Receptors for corticotropin-releasing hormone in human pituitary - binding characteristics and autoradiographic localization to immunocytochemically defined proopiomelanocortin cells
Smets, Gerda × Vauquelin, G Moons, Lieve Smitz, J Kloppel, G #
Issued for the Endocrine Society by the Williams & Wilkins Co.

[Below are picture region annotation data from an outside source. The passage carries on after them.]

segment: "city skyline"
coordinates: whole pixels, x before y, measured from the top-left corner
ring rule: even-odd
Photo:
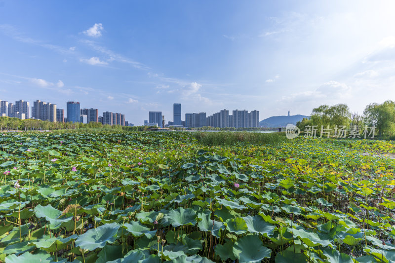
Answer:
[[[21,107],[21,105],[23,105],[22,109],[23,109],[22,112],[20,113],[22,114],[22,115],[19,112],[20,110],[19,109]],[[120,113],[103,112],[103,116],[99,116],[97,109],[81,109],[80,104],[79,102],[67,102],[66,114],[64,109],[57,108],[56,104],[37,100],[33,102],[33,104],[31,107],[31,115],[29,115],[31,112],[31,108],[29,105],[30,102],[25,101],[23,100],[15,101],[15,105],[12,103],[9,103],[7,101],[0,100],[0,116],[1,116],[4,113],[6,114],[6,115],[8,116],[21,119],[30,118],[48,120],[51,122],[72,121],[79,122],[85,124],[94,122],[110,125],[128,126],[129,122],[125,120],[125,115]],[[236,128],[259,127],[259,111],[256,110],[252,111],[249,113],[248,111],[245,110],[242,111],[236,110],[233,111],[232,115],[229,114],[229,110],[224,109],[221,110],[220,112],[213,113],[212,115],[208,116],[207,117],[205,112],[200,112],[198,113],[185,113],[185,119],[182,120],[181,105],[181,103],[173,104],[173,120],[165,119],[166,121],[165,125],[192,127],[206,126],[219,127],[235,127]],[[238,112],[238,114],[237,113]],[[4,113],[6,112],[8,113]],[[242,113],[241,115],[240,115],[240,112]],[[288,116],[289,116],[289,113],[290,112],[288,111]],[[148,113],[149,121],[144,119],[144,125],[151,126],[152,124],[158,125],[158,126],[162,125],[163,115],[161,112],[149,111]],[[27,116],[28,117],[26,117]],[[241,118],[241,119],[243,120],[242,121],[244,122],[240,122],[240,118]],[[175,123],[174,120],[176,119],[177,121]],[[235,121],[237,123],[235,123]],[[179,124],[177,123],[179,121]],[[130,123],[134,125],[133,123]]]
[[[262,119],[338,103],[361,114],[395,96],[394,7],[391,1],[3,1],[0,93],[60,109],[78,100],[124,112],[137,125],[149,111],[170,119],[169,101],[208,114],[256,109]]]

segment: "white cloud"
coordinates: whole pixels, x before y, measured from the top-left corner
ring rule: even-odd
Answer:
[[[228,38],[228,39],[231,39],[231,40],[233,41],[235,40],[235,37],[229,36],[226,35],[223,35],[222,36],[225,38]]]
[[[331,80],[324,83],[314,90],[308,90],[283,96],[280,101],[290,103],[304,103],[319,100],[321,104],[350,97],[351,87],[345,83]]]
[[[57,83],[56,83],[56,86],[58,88],[62,88],[63,86],[65,85],[65,83],[63,83],[63,81],[59,79]]]
[[[394,47],[395,46],[395,37],[386,37],[379,42],[379,44],[384,47]]]
[[[30,81],[37,86],[40,86],[40,87],[42,87],[43,88],[53,86],[53,83],[49,82],[45,79],[42,79],[42,78],[34,78],[31,79]]]
[[[160,84],[159,85],[157,85],[155,88],[158,89],[168,89],[170,87],[170,86],[168,85],[164,85],[163,84]]]
[[[127,103],[137,103],[139,102],[137,100],[134,100],[131,98],[129,98],[129,100],[127,101]]]
[[[204,103],[211,103],[211,101],[210,100],[210,99],[208,98],[206,98],[205,97],[202,97],[200,94],[198,94],[197,97],[199,100],[199,101],[203,102]]]
[[[93,38],[98,38],[102,35],[102,31],[104,29],[101,23],[95,23],[93,26],[82,33]]]
[[[191,94],[196,93],[198,92],[200,88],[201,87],[201,84],[198,82],[192,82],[187,86],[186,88],[183,90],[183,95],[185,97],[188,97]]]
[[[93,50],[100,52],[103,55],[106,56],[108,58],[108,61],[115,61],[118,62],[128,64],[136,69],[139,69],[141,70],[146,70],[149,69],[148,67],[145,66],[142,63],[140,63],[137,61],[135,61],[128,58],[124,57],[122,55],[116,53],[110,49],[107,49],[105,47],[98,45],[95,42],[93,41],[89,40],[81,40],[81,42],[88,45]]]
[[[266,83],[274,82],[276,80],[276,79],[278,79],[279,78],[280,78],[280,75],[278,75],[278,74],[277,74],[275,76],[274,78],[269,78],[269,79],[266,79],[266,80],[265,80],[265,82],[266,82]]]
[[[362,72],[357,73],[354,75],[355,77],[374,77],[379,75],[379,73],[375,70],[367,70]]]
[[[100,66],[100,65],[108,64],[108,63],[106,62],[105,61],[102,61],[100,60],[97,57],[92,57],[89,59],[81,58],[79,60],[79,61],[81,62],[86,63],[87,64],[92,65],[97,65]]]

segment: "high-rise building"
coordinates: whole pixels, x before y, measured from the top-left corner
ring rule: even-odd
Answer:
[[[67,121],[79,122],[81,113],[79,111],[79,103],[76,101],[67,102],[66,108]]]
[[[185,126],[191,127],[207,126],[206,113],[185,113]]]
[[[150,112],[150,123],[157,123],[159,127],[162,126],[162,112]]]
[[[173,123],[175,125],[181,125],[181,104],[173,104]]]
[[[121,126],[127,126],[126,125],[125,121],[125,114],[119,113],[119,122]]]
[[[40,100],[33,102],[33,106],[32,106],[32,118],[40,118]]]
[[[244,110],[233,111],[233,127],[235,128],[245,128],[248,124],[248,112]]]
[[[52,122],[57,121],[56,105],[37,100],[33,102],[32,107],[32,117]]]
[[[56,121],[58,122],[65,122],[65,110],[64,109],[56,109]]]
[[[105,112],[103,113],[103,124],[113,125],[113,113]]]
[[[98,114],[97,109],[81,109],[80,111],[81,115],[86,115],[88,123],[89,122],[97,122],[98,120]]]
[[[51,121],[51,122],[56,122],[56,104],[51,104],[49,103],[49,109],[48,111],[49,112],[49,118],[48,120]]]
[[[211,127],[234,127],[235,128],[249,128],[259,127],[259,111],[254,110],[248,113],[244,110],[233,111],[232,115],[229,114],[226,110],[213,113],[206,118],[207,126]]]
[[[21,119],[25,119],[26,118],[26,114],[24,113],[19,113],[18,112],[16,112],[15,113],[16,113],[16,118]]]
[[[252,111],[248,114],[250,127],[259,127],[259,111]]]
[[[12,102],[8,104],[8,117],[10,118],[14,118],[14,110],[15,110],[15,106]]]
[[[79,122],[86,124],[87,123],[88,116],[85,114],[81,114],[79,116]]]
[[[24,101],[23,100],[19,100],[15,101],[13,111],[12,112],[14,117],[18,117],[18,113],[25,113],[25,118],[28,119],[30,114],[30,103],[28,101]],[[22,116],[20,115],[20,116]]]
[[[8,102],[0,100],[0,114],[8,115]]]
[[[116,125],[117,124],[118,114],[117,113],[113,113],[113,124],[112,125]]]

Journal of Clinical Endocrinology and Metabolism vol:73 issue:2 pages:268-274
Using autoradiography combined with immunocytochemistry, we demonstrated that the target cells of CRH in the human pituitary were proopiomelanocortin cells. Scatchard analysis of [I-125]Tyr0-oCRH saturation binding revealed the presence of one class of saturable, high affinity sites on pituitary tissue homogenate. The equilibrium dissociation constant (K(d)) for [I-125]Tyr0-oCRH ranged from 1.1-1.6 nM, and the receptor density was between 200-350 fmol/mg protein. Fixation of cryostat sections with 4% paraformaldehyde before tracer incubation improved both tissue preservation and localization of the CRH receptor at the cellular level. Additional postfixation with 1% glutaraldehyde inhibited tracer diffusion during subsequent immunocytochemistry and autoradiography. [I-125]Tyr0-oCRH was found in cytoplasmic inclusions or at the cell periphery of ACTH/beta-endorphin cells in the anterior pituitary. Single cells of the posterior pituitary were also CRH receptor positive. Cells staining for PRL or GH were CRH receptor negative. We conclude that CRH binds only to high affinity receptors on ACTH/beta-endorphin cells in the human pituitary.